Verisign would send a certificate to each person or entity and digitally sign them with their (Verisign’s) private key that certifies the authenticity of the user. Certificates are then loaded and verified by end user’s.
For example Joe wants to communicate with Carl and so sends his certificate to Carl and Carl checks out the certificate's CA signature with Verisign. He will look at the CA public key with Verisign to ensure the CA signature is on the certificate. If the certificate is valid then Carl can assume Joe is who he says he is, and the message is valid. Then Joe checks Carl’s certificate and if the certificate is fine and valid, the VPN process can be progressed.
All certificates are exchanged during the IPSec negotiation process. CA’s are the masterminds behind the public key infrastructure (PKI). The CA’s digital certificate is created with the CA’s private key, it’s the one that guarantees the authenticity.
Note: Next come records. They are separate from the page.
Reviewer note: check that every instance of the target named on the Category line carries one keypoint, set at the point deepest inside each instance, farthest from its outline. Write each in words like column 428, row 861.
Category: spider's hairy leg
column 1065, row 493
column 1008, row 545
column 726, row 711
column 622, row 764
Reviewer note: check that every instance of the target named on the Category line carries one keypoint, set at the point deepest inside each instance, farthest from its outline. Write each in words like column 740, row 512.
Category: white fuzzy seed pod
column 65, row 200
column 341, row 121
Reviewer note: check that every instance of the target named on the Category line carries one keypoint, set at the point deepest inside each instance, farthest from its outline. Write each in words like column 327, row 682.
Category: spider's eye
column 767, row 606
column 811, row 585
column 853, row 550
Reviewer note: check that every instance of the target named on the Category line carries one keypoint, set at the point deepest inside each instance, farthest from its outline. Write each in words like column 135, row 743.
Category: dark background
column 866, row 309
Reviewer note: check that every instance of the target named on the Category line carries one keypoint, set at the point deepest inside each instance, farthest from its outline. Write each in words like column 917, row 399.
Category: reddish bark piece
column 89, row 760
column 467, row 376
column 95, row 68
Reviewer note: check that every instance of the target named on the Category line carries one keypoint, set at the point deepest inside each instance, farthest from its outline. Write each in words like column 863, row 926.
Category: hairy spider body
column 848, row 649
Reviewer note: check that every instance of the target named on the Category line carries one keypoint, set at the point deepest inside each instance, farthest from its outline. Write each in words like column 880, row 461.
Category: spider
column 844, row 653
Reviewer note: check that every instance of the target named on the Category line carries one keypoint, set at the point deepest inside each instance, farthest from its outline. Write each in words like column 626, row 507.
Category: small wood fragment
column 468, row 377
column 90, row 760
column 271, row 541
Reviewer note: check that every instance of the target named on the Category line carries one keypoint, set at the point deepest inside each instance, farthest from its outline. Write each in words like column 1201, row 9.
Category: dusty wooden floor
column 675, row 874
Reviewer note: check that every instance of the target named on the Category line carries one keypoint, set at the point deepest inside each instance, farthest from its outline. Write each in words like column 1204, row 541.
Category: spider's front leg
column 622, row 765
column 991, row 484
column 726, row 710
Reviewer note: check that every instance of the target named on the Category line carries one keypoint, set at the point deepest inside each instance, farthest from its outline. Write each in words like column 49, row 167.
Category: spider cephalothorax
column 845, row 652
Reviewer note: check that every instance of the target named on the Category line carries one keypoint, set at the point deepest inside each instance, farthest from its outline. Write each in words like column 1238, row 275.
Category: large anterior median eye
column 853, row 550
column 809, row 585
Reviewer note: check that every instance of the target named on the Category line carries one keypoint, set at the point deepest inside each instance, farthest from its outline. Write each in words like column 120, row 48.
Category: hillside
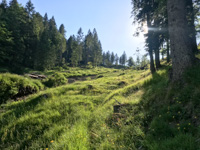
column 80, row 115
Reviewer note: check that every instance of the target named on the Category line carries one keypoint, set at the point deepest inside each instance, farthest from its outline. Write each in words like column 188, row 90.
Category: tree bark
column 181, row 46
column 157, row 58
column 191, row 20
column 168, row 56
column 150, row 45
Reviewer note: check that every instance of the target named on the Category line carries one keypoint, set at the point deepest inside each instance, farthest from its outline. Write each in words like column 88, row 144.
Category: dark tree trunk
column 150, row 45
column 157, row 58
column 192, row 30
column 152, row 67
column 168, row 57
column 180, row 43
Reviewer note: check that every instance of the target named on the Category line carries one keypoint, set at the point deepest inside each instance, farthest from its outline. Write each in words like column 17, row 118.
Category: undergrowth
column 158, row 115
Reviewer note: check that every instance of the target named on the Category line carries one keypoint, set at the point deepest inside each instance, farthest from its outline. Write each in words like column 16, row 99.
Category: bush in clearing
column 56, row 80
column 14, row 86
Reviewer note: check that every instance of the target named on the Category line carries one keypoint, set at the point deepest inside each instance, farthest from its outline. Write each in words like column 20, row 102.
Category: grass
column 80, row 115
column 14, row 86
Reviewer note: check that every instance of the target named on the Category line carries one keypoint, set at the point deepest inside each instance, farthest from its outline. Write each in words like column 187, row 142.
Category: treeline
column 171, row 26
column 111, row 59
column 28, row 39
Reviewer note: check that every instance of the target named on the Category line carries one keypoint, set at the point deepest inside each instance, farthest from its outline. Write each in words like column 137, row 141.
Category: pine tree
column 112, row 58
column 181, row 45
column 131, row 62
column 116, row 59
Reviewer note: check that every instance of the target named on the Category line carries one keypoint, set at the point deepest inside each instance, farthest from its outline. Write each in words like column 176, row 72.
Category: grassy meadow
column 80, row 115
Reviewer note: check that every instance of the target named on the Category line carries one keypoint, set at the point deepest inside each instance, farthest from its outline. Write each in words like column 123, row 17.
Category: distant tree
column 144, row 61
column 62, row 45
column 116, row 59
column 131, row 62
column 112, row 58
column 108, row 58
column 138, row 61
column 123, row 59
column 80, row 36
column 104, row 58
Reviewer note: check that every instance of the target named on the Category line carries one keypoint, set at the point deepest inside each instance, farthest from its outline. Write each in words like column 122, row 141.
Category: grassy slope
column 80, row 115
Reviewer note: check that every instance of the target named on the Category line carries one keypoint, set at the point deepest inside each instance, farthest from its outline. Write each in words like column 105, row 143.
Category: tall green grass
column 160, row 115
column 13, row 86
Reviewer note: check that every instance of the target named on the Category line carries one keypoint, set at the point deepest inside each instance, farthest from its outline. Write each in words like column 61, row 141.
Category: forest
column 59, row 93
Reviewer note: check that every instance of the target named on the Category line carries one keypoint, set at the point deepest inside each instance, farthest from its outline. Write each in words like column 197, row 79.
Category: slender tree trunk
column 150, row 45
column 152, row 67
column 157, row 58
column 192, row 30
column 180, row 43
column 168, row 56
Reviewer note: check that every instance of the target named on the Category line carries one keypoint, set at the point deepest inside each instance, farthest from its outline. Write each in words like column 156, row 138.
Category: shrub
column 56, row 80
column 14, row 86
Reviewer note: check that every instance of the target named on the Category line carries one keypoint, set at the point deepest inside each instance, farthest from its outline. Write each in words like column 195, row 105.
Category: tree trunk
column 168, row 57
column 157, row 58
column 150, row 45
column 180, row 43
column 192, row 30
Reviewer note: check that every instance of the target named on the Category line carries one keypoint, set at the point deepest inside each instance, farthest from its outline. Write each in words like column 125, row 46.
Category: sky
column 111, row 18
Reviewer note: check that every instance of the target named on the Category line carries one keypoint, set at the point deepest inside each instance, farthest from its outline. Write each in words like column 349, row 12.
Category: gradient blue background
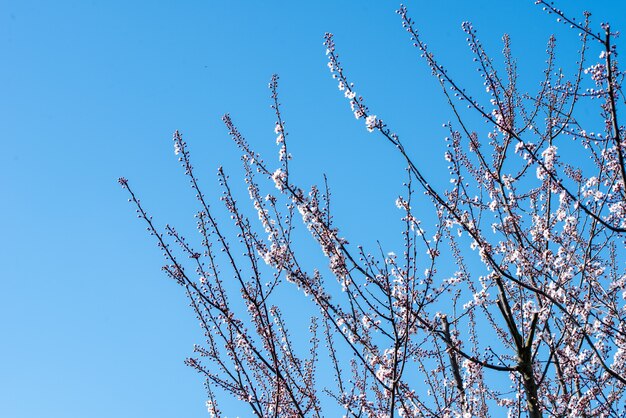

Some examples of public CA's are Verisign, RSA, Entrust, Thwate, Baltimore.
Looking further into digital certificates and CA's, there are two parts to be aware of and can be confusing so below are the differences and the relationship;
Digital signature – Links a message or data to a sender’s private key. On the receiving end that encrypted hash can only be decrypted by using the sender’s public key.
Digital certificate – Bind or links a person or a corporate entity to a private key. Not the data or the message.
The relationship between a digital signature and digital certificate is a certificate could be used to link or bind a person or entity to a digital signature. Certificate is like the driver's licence and signature is like the credit card.